From 00d481dd12c1fc6ed5a9ef865f775159b76ac2c4 Mon Sep 17 00:00:00 2001
From: Paul O'Leary McCann <polm@dampfkraft.com>
Date: Mon, 9 Aug 2021 18:04:42 +0900
Subject: [PATCH] Stack the mention scorer

In the reference implementations, there's usually a function to build a
ffnn of arbitrary depth, consisting of a stack of Linear >> Relu >>
Dropout. In practice the depth is always 1 in coref-hoi, but in earlier
iterations of the model, which are more similar to our model here (since
we aren't using attention or even necessarily BERT), using a small depth
like 2 was common.
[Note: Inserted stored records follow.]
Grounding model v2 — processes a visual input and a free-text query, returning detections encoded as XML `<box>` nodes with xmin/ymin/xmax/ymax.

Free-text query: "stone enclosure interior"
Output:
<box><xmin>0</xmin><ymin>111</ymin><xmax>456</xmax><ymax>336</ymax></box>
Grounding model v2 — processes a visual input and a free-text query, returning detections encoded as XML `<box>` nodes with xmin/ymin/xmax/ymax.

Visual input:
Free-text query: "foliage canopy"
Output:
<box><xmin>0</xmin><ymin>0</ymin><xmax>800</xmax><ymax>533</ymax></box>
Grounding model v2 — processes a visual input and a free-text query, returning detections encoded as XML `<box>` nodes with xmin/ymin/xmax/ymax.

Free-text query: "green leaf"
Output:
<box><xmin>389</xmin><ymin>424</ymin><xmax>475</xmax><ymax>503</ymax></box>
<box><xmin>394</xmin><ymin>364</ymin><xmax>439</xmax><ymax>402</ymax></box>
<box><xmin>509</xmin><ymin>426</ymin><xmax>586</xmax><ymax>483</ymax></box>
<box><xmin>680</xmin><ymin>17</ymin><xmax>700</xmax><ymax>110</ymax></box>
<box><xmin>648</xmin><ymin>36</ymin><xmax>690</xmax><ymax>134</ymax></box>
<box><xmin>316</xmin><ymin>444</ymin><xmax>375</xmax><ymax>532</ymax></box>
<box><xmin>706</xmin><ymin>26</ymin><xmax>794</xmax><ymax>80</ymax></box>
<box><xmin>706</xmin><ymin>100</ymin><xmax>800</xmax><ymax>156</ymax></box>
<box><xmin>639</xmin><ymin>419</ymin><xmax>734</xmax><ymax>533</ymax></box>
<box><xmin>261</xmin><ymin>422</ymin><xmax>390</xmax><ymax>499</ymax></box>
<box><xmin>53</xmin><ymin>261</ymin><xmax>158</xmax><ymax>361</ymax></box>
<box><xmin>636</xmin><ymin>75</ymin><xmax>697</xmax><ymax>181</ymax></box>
This hard-codes a stack of 2.

In brief tests this allows similar performance to the unstacked version
with much smaller embedding sizes.

The depth of the stack could be made into a hyperparameter.
---
 spacy/ml/models/coref.py | 3 +++
 1 file changed, 3 insertions(+)

diff --git a/spacy/ml/models/coref.py b/spacy/ml/models/coref.py
index 3b14e6ecb..511e44476 100644
--- a/spacy/ml/models/coref.py
+++ b/spacy/ml/models/coref.py
@@ -36,6 +36,9 @@ def build_coref(
             Linear(nI=dim, nO=hidden)
             >> Relu(nI=hidden, nO=hidden)
             >> Dropout(dropout)
+            >> Linear(nI=hidden, nO=hidden)
+            >> Relu(nI=hidden, nO=hidden)
+            >> Dropout(dropout)
             >> Linear(nI=hidden, nO=1)
         )
         mention_scorer.initialize()